Customers are currently not able to opt out of TalkTalk’s data collection project. As they browse the web, URLs are recorded and checked against a blacklist of sites known to be infected with malware, as well as a “whitelist” of sites that have been scanned for threats and approved in the last 24 hours.

Many people participating in the discussion on TalkTalk’s forum have likened the situation to BT’s secret trials of Phorm technology, which pledged to offer a similar filtering system alongside its controversial behavioural advertising service.

BT was forced to drop the technology in July last year, following a mass public outcry and threats from the European Commission that it would take legal action against the UK government over its failure to protect users from the software.

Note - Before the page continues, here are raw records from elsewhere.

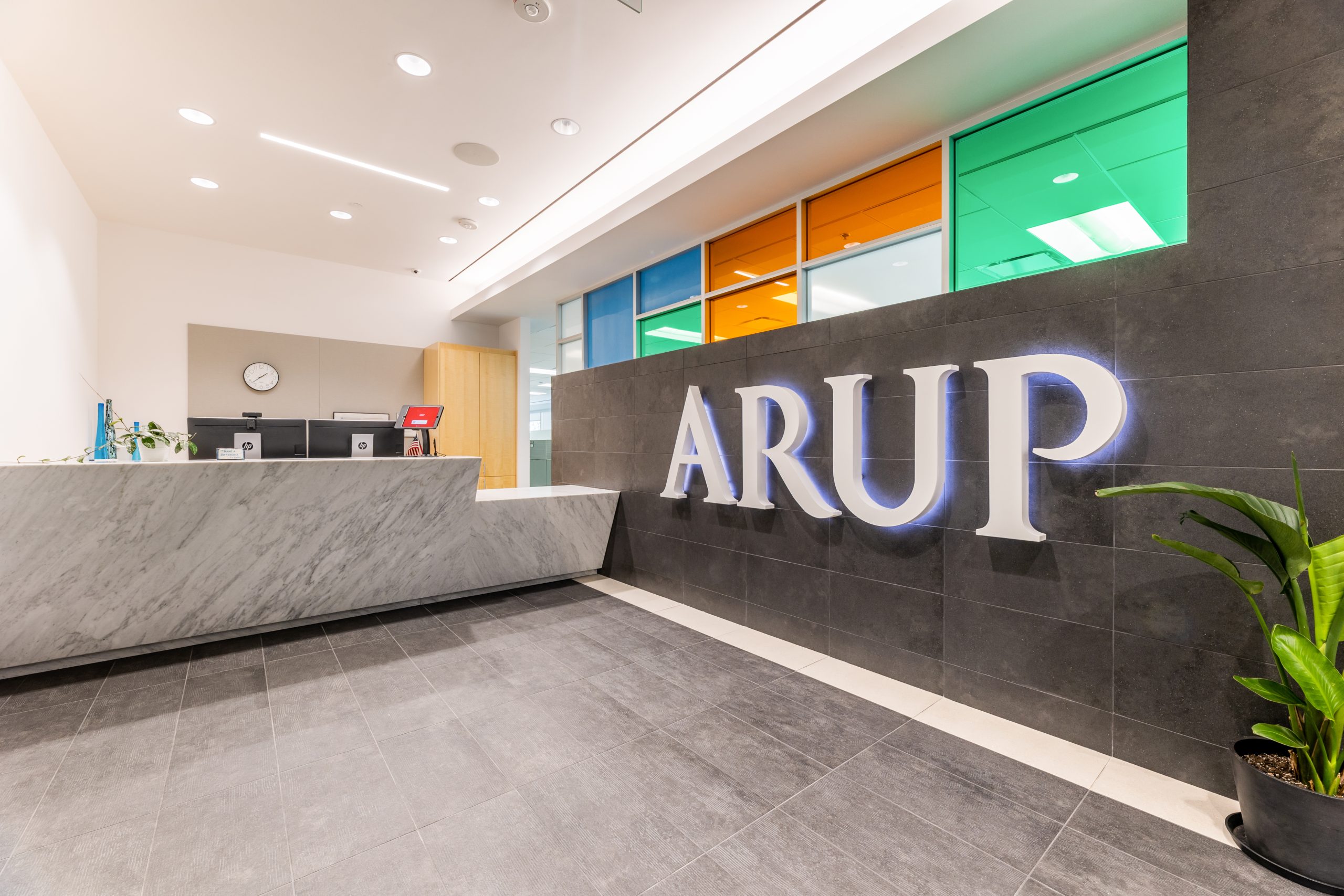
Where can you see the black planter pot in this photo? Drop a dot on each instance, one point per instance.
(1287, 828)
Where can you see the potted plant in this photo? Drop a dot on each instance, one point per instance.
(1289, 778)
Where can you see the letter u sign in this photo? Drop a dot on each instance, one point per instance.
(1009, 400)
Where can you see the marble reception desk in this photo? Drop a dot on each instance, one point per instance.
(113, 559)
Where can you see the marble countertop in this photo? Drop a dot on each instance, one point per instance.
(111, 556)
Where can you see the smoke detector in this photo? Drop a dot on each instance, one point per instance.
(533, 10)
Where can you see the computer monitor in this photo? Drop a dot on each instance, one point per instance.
(337, 438)
(279, 438)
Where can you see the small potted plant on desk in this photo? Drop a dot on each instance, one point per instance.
(1288, 778)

“Technologies like internet behavioural advertising can be useful for businesses and consumers but they must be used in a way that complies with EU rules. These rules are there to protect the privacy of citizens and must be rigorously enforced by all Member States,” said former EU telecoms commissioner Viviane Reding at the time.

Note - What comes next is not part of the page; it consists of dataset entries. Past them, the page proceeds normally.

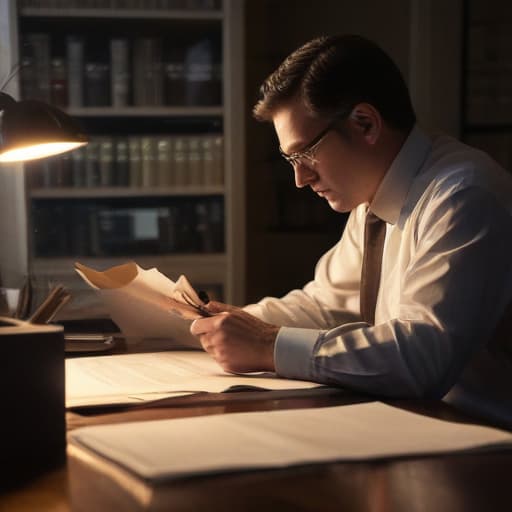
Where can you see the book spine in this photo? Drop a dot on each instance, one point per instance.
(180, 161)
(149, 162)
(92, 168)
(122, 163)
(97, 84)
(106, 162)
(78, 167)
(36, 51)
(147, 69)
(164, 162)
(75, 56)
(195, 162)
(120, 76)
(135, 161)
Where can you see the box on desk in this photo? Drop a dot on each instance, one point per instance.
(33, 415)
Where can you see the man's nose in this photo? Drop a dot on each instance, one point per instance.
(304, 175)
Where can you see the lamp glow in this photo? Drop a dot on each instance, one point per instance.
(38, 151)
(32, 129)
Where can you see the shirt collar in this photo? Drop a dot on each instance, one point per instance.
(393, 189)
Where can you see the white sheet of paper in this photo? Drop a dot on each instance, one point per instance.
(167, 449)
(137, 301)
(134, 377)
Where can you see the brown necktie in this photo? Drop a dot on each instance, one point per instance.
(374, 234)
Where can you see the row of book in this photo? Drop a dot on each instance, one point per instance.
(489, 83)
(143, 71)
(135, 161)
(123, 4)
(92, 229)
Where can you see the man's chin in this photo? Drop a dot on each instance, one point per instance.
(338, 206)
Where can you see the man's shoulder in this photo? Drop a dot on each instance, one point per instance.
(453, 165)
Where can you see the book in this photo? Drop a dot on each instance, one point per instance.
(122, 163)
(106, 162)
(148, 153)
(135, 161)
(35, 71)
(97, 84)
(75, 57)
(147, 70)
(119, 72)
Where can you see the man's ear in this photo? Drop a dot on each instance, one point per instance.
(367, 121)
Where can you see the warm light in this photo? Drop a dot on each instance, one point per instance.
(38, 151)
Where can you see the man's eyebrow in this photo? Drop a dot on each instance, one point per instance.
(294, 147)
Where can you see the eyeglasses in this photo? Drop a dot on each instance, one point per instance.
(308, 153)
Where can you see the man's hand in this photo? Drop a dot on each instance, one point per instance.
(238, 341)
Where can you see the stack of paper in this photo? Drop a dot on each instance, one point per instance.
(163, 450)
(133, 378)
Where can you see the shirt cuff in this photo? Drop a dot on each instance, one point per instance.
(293, 352)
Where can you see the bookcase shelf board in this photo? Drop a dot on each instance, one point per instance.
(145, 111)
(146, 14)
(72, 192)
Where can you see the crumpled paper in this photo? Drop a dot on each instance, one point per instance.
(145, 304)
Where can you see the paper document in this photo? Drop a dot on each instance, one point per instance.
(145, 304)
(167, 449)
(134, 377)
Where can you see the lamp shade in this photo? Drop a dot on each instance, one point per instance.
(32, 129)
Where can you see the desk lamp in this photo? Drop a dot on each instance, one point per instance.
(32, 356)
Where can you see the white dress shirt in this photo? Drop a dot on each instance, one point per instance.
(445, 283)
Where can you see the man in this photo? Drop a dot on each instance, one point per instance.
(419, 323)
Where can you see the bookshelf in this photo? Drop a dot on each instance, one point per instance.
(486, 120)
(157, 85)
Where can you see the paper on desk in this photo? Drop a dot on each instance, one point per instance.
(145, 304)
(134, 377)
(167, 449)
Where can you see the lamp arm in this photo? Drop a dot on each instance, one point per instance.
(6, 101)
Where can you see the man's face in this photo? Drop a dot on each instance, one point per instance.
(339, 168)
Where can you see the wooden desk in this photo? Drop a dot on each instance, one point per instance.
(454, 483)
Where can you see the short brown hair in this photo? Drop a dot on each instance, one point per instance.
(332, 74)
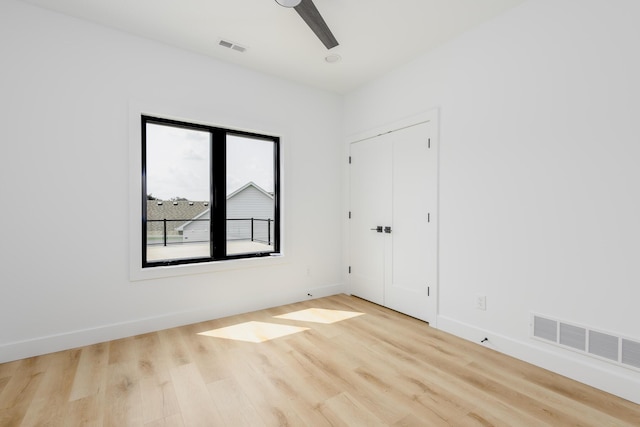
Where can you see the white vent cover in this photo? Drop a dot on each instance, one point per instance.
(603, 345)
(232, 45)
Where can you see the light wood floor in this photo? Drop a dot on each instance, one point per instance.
(376, 368)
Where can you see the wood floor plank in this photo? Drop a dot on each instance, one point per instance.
(196, 406)
(377, 367)
(91, 374)
(48, 405)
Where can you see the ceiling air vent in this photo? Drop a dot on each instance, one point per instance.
(231, 45)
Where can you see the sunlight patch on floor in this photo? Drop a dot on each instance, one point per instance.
(319, 315)
(255, 332)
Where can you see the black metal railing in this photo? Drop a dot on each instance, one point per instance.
(178, 231)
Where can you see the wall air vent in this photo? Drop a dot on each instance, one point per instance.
(583, 339)
(231, 45)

Virgin Media faced similar outrage from privacy campaigners in November 2009, when it was found to be trialling new technology from Detica that would allow it to monitor file-sharing over the Internet. The trials were in response to a clause in the Digital Economy Bill – now the Digital Economy Act – which requires ISPs to combat illegal file-sharing over their networks.

No data stored

Despite the obvious privacy implications of this type of software, TalkTalk defended its decision to work with Huawei, claiming that its new system effectively just gathers an anonymous list of public website addresses.

“Our scanning engines receive no knowledge about which users visited what sites (e.g. telephone number, account number, IP address), nor do they store any data for us to cross-reference this back to our customers,” it said.

Ironically, TalkTalk has recently become known as a champion of online privacy. Earlier this month, BT and TalkTalk called for a judicial review of the Digital Economy Act by the High Court, claiming that the measures to curb online copyright infringement did not receive sufficient scrutiny when the bill was passing through Parliament.

“Innocent broadband customers will suffer and citizens will have their privacy invaded,” said TalkTalk Group chairman Charles Dunstone at the time. “We think the previous government’s rushed approach resulted in flawed legislation.”